Attending a Northeast Network conversation means waking up with a room full of strangers and friends and leaving with a shopping list of ideas to look into, and a few conversations afterward to pursue.
April 12’s 7:30 a.m. topic at the Eastside Food Coop’s community room, State of the Arts: The Theaters and Artists of Northeast, left me with these highlights:
Edison High School will be putting $1.5 million into renovating the auditorium, including a new sound system. “Support for doing theater has skyrocketed,” theater teacher Max Athorn said, “and we’re starting to get realistic about what it costs.” The department is emphasizing student leadership and enjoys access to resources of the Morris Park Players.
Chuck Dibble of Morris Park Players echoed that it’s a great partnership, with the theater mission “give all people a chance to perform.” They get access to the school’s tech kids, photography and graphics classes. Morris Park is the first school where this community theater, founded in 1952, was housed.
Edison students can come back to assist this summer at Northeast Middle School (NEMS), where Dudley Voigt is managing an ambitious theater program. Extending the pipeline, NEMS also tries to involve sixth-graders, and will pick up the middle school students that Sheridan school will be losing. Students will write their own show, performed in early August, in a free summer camp that includes free lunch.
Mike Romens from the Ritz Theater said he’s dedicated to hiring only from the Northeast community. “If you’re not from Northeast and I like your skill set, I find you a home.” The theater recently got a makeover by employees from Target Corporation, and held its yearly fund-raising fashion show this past weekend.
The Northeast Minneapolis Arts Association’s Artist Directory is back from the printer, and about 30 more volunteers are needed to help put on the May 18-20 Art-A-Whirl event. Call 612-788-1679 if interested.
The City of Minneapolis’ new director of Arts and Culture, Gulgun Kayim, who has a studio in the Casket Arts complex, is working on a “creative index” to put an economic value on arts activity in the city. She’s also compiling a list of city sources of money that can be used for arts, such as low-interest loans for small businesses and mini-grants for crime prevention.
Jackson Flats, the artist-oriented live/work rental building at 18-1/2 and Jackson will be moving forward this summer.

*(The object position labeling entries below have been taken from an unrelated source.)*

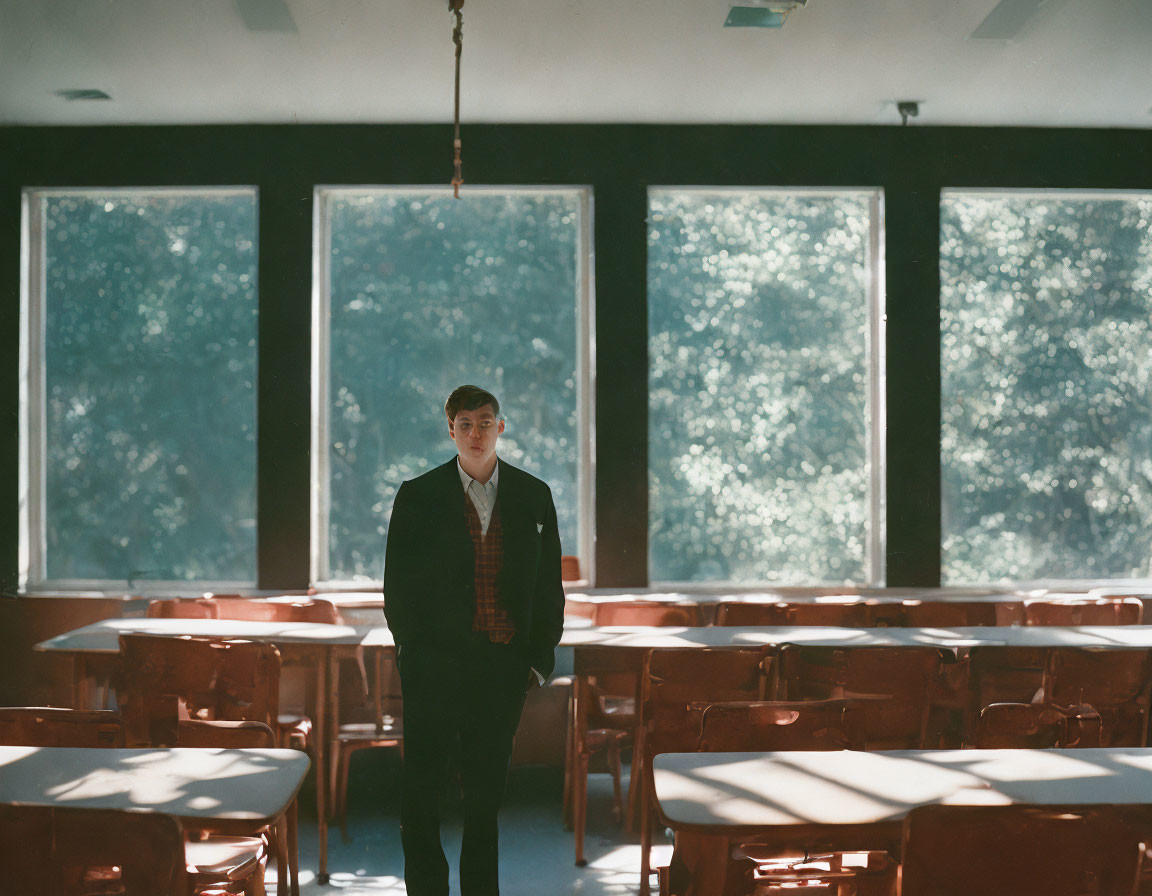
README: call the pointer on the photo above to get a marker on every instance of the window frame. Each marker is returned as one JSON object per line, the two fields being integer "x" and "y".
{"x": 1103, "y": 585}
{"x": 874, "y": 407}
{"x": 319, "y": 510}
{"x": 32, "y": 465}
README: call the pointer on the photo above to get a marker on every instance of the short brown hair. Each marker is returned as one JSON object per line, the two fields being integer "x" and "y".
{"x": 469, "y": 399}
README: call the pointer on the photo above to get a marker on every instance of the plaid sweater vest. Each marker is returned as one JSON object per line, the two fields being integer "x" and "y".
{"x": 489, "y": 552}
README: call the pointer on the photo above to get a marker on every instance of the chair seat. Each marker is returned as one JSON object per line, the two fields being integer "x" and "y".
{"x": 621, "y": 711}
{"x": 222, "y": 858}
{"x": 294, "y": 731}
{"x": 598, "y": 738}
{"x": 391, "y": 729}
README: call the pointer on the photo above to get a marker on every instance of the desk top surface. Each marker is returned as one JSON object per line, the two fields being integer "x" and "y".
{"x": 189, "y": 783}
{"x": 104, "y": 636}
{"x": 985, "y": 636}
{"x": 748, "y": 790}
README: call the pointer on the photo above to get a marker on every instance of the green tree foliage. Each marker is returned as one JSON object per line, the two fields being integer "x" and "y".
{"x": 427, "y": 293}
{"x": 150, "y": 405}
{"x": 758, "y": 349}
{"x": 1046, "y": 361}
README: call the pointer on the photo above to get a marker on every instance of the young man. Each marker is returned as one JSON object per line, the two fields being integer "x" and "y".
{"x": 472, "y": 595}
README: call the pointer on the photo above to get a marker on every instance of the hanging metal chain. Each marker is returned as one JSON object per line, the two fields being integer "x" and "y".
{"x": 457, "y": 38}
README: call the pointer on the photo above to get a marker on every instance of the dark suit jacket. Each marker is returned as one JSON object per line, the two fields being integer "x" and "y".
{"x": 429, "y": 587}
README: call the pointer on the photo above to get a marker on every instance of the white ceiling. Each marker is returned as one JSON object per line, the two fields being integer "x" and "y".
{"x": 1075, "y": 62}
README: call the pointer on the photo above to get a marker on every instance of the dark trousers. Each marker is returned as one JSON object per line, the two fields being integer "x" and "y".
{"x": 474, "y": 692}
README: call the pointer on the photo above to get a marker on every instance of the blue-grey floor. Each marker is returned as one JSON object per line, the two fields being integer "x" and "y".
{"x": 536, "y": 852}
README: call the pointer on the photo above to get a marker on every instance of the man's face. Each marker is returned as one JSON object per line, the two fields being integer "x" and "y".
{"x": 476, "y": 433}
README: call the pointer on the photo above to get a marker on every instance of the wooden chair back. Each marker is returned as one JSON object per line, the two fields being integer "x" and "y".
{"x": 767, "y": 726}
{"x": 52, "y": 726}
{"x": 569, "y": 568}
{"x": 851, "y": 615}
{"x": 164, "y": 680}
{"x": 1089, "y": 612}
{"x": 225, "y": 735}
{"x": 749, "y": 613}
{"x": 894, "y": 689}
{"x": 182, "y": 608}
{"x": 1036, "y": 727}
{"x": 677, "y": 678}
{"x": 1006, "y": 675}
{"x": 1115, "y": 682}
{"x": 254, "y": 609}
{"x": 1020, "y": 850}
{"x": 648, "y": 613}
{"x": 934, "y": 614}
{"x": 85, "y": 851}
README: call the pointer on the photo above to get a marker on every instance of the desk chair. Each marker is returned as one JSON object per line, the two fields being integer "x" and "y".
{"x": 167, "y": 681}
{"x": 1036, "y": 727}
{"x": 1020, "y": 850}
{"x": 674, "y": 681}
{"x": 1116, "y": 683}
{"x": 83, "y": 851}
{"x": 895, "y": 689}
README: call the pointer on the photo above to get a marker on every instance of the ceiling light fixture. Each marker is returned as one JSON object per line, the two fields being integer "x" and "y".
{"x": 759, "y": 13}
{"x": 81, "y": 93}
{"x": 908, "y": 108}
{"x": 457, "y": 37}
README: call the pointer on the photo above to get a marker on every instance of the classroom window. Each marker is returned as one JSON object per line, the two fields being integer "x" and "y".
{"x": 419, "y": 293}
{"x": 765, "y": 313}
{"x": 138, "y": 412}
{"x": 1046, "y": 403}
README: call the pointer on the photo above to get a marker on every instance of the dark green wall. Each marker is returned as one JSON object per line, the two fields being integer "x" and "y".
{"x": 285, "y": 162}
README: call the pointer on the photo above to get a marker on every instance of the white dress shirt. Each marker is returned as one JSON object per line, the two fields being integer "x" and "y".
{"x": 483, "y": 496}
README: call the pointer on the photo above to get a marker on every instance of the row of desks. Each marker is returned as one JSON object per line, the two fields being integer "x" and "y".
{"x": 103, "y": 637}
{"x": 859, "y": 800}
{"x": 323, "y": 645}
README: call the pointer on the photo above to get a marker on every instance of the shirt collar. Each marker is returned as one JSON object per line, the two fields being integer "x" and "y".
{"x": 467, "y": 480}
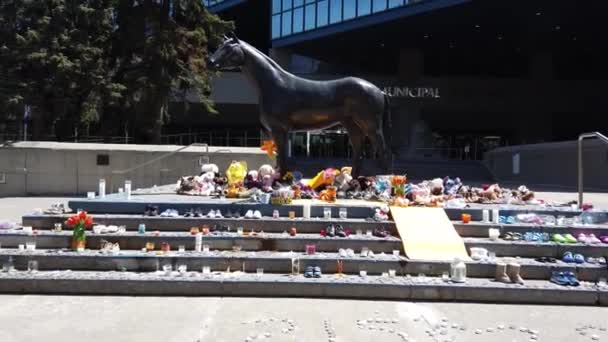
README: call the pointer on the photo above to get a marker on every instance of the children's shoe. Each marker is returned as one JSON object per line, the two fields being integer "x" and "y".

Jamie Schumacher of Northeast Community Development Corporation said the Northeast Arts District Committee has been meeting about monthly on the plan for “sustainability of the artists” who are the reason behind the district.
She invited people to post events to their website, www.northeastminneapolisartsdistrict.com and said it gets 30,000 unique visitors annually, looking mostly at the calendar and restaurant pages.
There’s an organization called Artists Well, to assist artists with long-term health issues. Robert Haarman said they help through providing families a meal once a week and a lending loft with books on diet change and healthy housing. They sponsor sharing circles and quarterly informational salons on health issues.
Leslie Palmer Ross of Corporate Art Force, teased because she admitted to “looking for a mime,” reported they have managed to connect some Northeast artists to commissions, and believe they are the largest visual arts employer in Northeast.
In discussion after the presentations, Nick Heille encouraged arts organizations to set the agenda, that many of the corporate businesses in Northeast such as Taco Bell at the Quarry are the largest in their systems. “There’s buying power here.”
State Representative Diane Loeffler asked if the city’s emphasis (through receiving a major grant) on Hennepin Avenue as an arts avenue would cause Northeast to lose its Arts District brand, and if there is any plan to connect the two areas. Kayim responded that there is not, and discussion ensued about many areas discovering arts as what will drive economic development.
First Ward Minneapolis City Council Member Kevin Reich said the mass of arts in Northeast and the economic development that is coming about will remain “the heavyweight. To ours, there’s no comparison,” other geographic areas can use the arts but Northeast will still be seen as the big district.
Schumacher said she’s been studying other cities’ arts districts and “we have all the ingredients” except lacking “a transportation piece.” Discussion wrapped up with announcement of the June 2 biking event (NortheastRide.org) and Bike/Walk to work day. Kayim said the sustainability office, housed in the city coordinator’s office, as is she, is working on a “projection piece that shows what you’re saving, as you ride by.” She said there is lots of potential for bikes and arts to work together this summer.